L’économie verte, qui
avait été présentée comme le fer de lance de Rio + 20, a, elle, fait un bide.
Appuyée par le Pnue, vantée par les pays industrialisés et les multinationales,
elle a été balayée par les pays émergents qui la considèrent comme un greenwashing (écoblanchiment) du
capitalisme, masquant des freins à leur développement et des entraves au
commerce international. Le thème de la protection des océans, porté par une
coalition d’ONG, soutenu par la France et le Brésil notamment, a réussi à
émerger. Mais le lancement du processus de négociation sur la protection de la
haute mer a finalement été torpillé par les Etats-Unis, qui ont notamment
réussi à repousser toute décision à 2015.
«Anesthésiant». Seul l’accord sur la création d’Objectifs du
développement durable, destinés à prendre le relais des Objectifs du millénaire
pour le développement qui arrivent à échéance en 2015, est salué comme un
point positif.
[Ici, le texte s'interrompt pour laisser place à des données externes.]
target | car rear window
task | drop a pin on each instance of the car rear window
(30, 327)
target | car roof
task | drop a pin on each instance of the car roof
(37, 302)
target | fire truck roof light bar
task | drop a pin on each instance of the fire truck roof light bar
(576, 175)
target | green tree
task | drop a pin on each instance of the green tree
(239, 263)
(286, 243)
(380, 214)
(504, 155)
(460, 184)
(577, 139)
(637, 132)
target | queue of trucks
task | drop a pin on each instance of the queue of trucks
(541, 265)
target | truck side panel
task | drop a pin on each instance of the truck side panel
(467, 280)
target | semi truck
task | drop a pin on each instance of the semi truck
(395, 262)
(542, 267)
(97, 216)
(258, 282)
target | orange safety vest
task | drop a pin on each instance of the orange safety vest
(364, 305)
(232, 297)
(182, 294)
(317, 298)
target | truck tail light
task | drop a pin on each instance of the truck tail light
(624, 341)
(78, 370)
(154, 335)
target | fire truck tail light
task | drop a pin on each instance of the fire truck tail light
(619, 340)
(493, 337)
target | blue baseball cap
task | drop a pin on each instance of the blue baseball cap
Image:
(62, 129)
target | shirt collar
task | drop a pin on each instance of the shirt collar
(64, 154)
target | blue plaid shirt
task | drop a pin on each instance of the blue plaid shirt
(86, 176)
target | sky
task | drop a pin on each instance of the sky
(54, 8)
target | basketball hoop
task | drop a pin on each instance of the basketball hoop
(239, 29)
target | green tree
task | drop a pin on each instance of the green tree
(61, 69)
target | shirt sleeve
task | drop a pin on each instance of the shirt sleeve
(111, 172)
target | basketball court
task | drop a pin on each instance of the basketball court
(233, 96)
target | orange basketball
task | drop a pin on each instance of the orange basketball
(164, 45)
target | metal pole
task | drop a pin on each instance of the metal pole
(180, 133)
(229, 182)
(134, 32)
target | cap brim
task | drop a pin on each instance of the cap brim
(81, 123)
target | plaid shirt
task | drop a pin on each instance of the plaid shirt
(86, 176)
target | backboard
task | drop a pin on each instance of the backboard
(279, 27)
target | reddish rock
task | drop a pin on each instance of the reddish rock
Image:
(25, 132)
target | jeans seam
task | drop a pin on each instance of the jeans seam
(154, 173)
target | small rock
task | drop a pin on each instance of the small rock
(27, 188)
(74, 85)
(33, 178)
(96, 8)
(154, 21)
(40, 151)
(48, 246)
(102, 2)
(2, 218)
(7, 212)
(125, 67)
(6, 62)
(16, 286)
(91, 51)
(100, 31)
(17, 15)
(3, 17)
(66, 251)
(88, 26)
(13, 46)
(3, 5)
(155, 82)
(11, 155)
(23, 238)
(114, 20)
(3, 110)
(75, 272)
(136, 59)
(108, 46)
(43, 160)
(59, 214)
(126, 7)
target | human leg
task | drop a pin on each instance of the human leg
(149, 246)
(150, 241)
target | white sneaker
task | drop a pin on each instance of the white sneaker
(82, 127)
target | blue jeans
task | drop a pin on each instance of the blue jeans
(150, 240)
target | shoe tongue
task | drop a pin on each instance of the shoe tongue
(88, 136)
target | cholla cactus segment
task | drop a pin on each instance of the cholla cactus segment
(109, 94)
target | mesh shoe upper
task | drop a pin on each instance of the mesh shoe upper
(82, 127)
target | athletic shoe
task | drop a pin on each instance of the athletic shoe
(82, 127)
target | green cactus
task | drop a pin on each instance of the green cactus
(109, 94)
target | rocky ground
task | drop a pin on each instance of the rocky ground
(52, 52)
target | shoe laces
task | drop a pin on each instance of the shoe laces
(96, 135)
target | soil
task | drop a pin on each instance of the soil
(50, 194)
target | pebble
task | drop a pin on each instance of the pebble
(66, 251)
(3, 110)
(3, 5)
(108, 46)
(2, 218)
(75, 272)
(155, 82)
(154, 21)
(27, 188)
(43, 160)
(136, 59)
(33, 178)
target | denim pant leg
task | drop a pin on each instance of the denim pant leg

Applicables aussi bien aux pays du Nord qu’à ceux du Sud, ils
seront définis d’ici 2015. Reste néanmoins à trouver les financements pour
les atteindre (le groupe des 77 pays en développement et la Chine
attendent des engagements financiers de leurs homologues du Nord), et à
inventer les clés d’une répartition équitable des efforts entre pays. «La crise économique a eu un effet anesthésiant sur
Rio + 20», estime Pierre Radanne, président de
l’association 4D sur le développement durable. Elle a provoqué une logique
de repli sur les intérêts nationaux au détriment de l’intérêt général.
Démonstration de
diplomatie, la déclaration de Rio + 20 semble déconnectée de l’état de la
planète, ignorant l’épuisement des ressources naturelles, les défis
démographiques ou de sécurité alimentaire. On peut aussi s’interroger sur
l’état de la gouvernance mondiale et de l’adaptation du processus onusien aux
bouleversements géopolitiques : une Europe affaiblie, un Brésil émergent, mais
qui ne veut pas quitter son statut de pays en voie de développement, une Chine
très discrète qui s’est abritée derrière les pays du Sud à la manœuvre, un
Canada en pleine régression environnementale à la remorque des Etats-Unis. A
Rio, on a assisté à l’émergence d’«un
monde de nations plutôt que d’institutions internationales»,
conclut Laurence Tubiana, fondatrice de l’Iddri.